Malgré cet emballage galonné, Warp Speed se fit sans conscription. Les entreprises qui y participèrent le firent de leur plein gré. Merck, un des géants du vaccin, préféra n’y prendre qu’un strapontin. Johnson & Johnson avait déjà conclu un accord de 450 millions de dollars avec l’administration Trump à la fin du mois de mars 202028. De tous les pionniers de l’ARN messager, c’est Moderna qui avait le plus besoin d’aide. C’était un leader de la recherche mais qui ne comptait que huit cents employés et n’avait jamais réalisé d’essais cliniques de phase III. L’aide managériale que reçut Moderna de Warp Speed compta autant que les 2,5 milliards de dollars de fonds du gouvernement. Le chef de l’équipe chargée du projet chez Moderna était un responsable du Pentagone seulement connu sous le nom de « Major ». Les services qu’il apportait allaient d’escortes policières permettant d’ignorer les limites sur le transport routier entre État mises en place à cause du Covid à l’organisation de ponts aériens pour acheminer des équipements industriels vitaux29.

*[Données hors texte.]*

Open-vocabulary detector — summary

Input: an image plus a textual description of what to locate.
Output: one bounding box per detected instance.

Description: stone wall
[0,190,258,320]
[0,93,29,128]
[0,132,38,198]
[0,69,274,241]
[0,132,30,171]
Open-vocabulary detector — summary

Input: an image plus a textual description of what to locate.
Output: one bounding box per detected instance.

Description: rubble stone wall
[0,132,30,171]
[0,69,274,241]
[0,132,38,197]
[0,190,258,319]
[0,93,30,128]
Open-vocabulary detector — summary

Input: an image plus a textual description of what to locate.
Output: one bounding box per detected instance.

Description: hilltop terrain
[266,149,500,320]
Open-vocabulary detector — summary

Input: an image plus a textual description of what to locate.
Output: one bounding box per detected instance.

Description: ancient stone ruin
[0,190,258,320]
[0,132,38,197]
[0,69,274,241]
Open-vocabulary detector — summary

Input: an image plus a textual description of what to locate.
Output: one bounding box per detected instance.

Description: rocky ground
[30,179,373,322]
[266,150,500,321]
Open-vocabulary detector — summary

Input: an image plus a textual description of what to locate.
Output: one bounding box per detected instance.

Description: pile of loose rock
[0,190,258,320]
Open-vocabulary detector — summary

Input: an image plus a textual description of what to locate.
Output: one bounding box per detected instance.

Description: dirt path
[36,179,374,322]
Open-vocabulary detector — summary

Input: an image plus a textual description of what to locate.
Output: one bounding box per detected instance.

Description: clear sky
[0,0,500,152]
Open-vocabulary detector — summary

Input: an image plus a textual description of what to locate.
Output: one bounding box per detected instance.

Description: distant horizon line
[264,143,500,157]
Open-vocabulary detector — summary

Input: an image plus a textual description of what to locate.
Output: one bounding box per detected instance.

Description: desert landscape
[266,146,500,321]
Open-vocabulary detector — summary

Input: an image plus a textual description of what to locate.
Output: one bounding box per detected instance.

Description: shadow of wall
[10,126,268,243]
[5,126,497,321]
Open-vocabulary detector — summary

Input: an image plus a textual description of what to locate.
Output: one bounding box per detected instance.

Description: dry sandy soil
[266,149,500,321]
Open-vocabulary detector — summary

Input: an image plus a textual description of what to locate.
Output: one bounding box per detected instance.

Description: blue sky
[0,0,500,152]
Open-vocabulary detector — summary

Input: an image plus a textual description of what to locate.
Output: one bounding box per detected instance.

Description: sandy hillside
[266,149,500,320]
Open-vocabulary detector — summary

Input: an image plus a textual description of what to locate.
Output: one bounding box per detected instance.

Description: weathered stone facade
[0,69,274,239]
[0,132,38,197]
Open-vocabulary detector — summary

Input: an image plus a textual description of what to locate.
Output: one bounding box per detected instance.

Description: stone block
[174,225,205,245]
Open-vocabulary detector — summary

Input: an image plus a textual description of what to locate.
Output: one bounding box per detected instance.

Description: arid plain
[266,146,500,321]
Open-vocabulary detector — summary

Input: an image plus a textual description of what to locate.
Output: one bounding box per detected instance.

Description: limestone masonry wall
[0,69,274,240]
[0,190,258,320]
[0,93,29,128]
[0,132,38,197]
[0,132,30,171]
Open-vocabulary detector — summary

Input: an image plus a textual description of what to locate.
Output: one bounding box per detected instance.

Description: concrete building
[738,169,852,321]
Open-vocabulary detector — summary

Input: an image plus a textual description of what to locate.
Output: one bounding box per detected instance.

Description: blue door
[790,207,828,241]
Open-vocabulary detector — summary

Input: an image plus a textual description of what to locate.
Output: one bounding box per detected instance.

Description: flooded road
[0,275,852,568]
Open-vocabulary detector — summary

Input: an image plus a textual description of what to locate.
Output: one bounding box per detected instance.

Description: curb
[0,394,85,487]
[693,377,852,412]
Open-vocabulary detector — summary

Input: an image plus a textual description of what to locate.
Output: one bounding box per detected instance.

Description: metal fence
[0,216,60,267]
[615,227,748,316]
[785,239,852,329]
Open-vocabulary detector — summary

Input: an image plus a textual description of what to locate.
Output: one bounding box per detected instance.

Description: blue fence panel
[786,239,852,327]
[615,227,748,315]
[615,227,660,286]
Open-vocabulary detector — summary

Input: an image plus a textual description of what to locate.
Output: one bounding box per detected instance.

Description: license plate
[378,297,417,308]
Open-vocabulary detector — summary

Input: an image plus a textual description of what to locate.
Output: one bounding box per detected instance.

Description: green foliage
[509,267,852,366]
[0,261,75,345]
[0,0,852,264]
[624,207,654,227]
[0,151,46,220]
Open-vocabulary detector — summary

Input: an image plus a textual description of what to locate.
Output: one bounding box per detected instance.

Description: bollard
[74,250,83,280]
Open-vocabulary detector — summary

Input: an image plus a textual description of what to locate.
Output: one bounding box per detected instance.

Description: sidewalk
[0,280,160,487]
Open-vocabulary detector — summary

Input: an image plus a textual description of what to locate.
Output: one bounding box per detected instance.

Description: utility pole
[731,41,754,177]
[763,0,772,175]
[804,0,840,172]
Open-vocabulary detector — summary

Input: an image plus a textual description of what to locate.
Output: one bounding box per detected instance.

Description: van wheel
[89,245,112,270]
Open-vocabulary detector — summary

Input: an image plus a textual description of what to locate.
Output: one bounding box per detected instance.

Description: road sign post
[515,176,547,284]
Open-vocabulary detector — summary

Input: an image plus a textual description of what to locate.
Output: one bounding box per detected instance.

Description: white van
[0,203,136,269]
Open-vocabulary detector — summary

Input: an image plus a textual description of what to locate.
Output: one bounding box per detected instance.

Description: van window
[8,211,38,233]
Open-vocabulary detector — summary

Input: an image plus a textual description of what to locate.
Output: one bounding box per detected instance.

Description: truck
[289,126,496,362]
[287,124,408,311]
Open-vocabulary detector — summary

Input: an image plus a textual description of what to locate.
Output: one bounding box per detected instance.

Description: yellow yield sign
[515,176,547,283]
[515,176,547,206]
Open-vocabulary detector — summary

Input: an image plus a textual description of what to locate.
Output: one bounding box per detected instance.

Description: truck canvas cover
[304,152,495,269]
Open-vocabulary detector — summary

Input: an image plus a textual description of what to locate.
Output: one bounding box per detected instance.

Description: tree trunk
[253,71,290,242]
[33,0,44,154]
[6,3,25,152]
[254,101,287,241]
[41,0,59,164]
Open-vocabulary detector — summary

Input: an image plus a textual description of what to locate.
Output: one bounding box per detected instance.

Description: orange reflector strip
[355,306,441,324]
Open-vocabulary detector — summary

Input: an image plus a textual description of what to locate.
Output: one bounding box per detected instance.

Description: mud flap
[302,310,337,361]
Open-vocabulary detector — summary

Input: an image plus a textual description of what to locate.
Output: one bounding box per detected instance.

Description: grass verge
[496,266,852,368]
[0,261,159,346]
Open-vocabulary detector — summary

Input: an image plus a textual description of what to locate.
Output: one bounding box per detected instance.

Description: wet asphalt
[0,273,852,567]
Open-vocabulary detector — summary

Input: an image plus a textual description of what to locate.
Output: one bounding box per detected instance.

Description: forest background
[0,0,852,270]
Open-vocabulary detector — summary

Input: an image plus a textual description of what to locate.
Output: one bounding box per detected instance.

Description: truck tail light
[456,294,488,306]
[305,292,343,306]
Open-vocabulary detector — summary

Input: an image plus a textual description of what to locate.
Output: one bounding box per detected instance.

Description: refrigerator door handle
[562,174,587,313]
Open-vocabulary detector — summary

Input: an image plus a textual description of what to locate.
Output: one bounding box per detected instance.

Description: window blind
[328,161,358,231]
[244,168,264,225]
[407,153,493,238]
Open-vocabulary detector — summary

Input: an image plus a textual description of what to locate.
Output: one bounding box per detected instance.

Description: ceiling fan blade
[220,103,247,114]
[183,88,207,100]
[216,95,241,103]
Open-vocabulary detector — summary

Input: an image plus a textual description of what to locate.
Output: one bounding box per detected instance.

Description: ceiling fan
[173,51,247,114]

Pfizer, une des firmes pharmaceutiques les plus anciennes et les plus grandes du monde, et dont les pratiques concurrentielles étaient redoutées, n’avait pas autant besoin d’une aide de ce type. Grâce à son partenariat avec BioNTech, elle avait acquis le savoir-faire scientifique nécessaire. Pfizer ne fit bien sûr pas la fine bouche devant l’argent du gouvernement des États-Unis, qui lui versa une avance de 1,9 milliard de dollars pour 100 millions de doses. Cela mis à part, son PDG, le Dr. Albert Bourla, qui avait son franc-parler, préféra rester à distance de la politique vaccinale erratique de Trump. L’apport public le plus direct au processus de développement de la firme ne vint pas, en réalité, des États-Unis mais de l’Allemagne30. Berlin mit 443 millions de dollars dans BioNTech, le partenaire de R&D de Pfizer. Et la Banque européenne d’investissement y ajouta 118 millions.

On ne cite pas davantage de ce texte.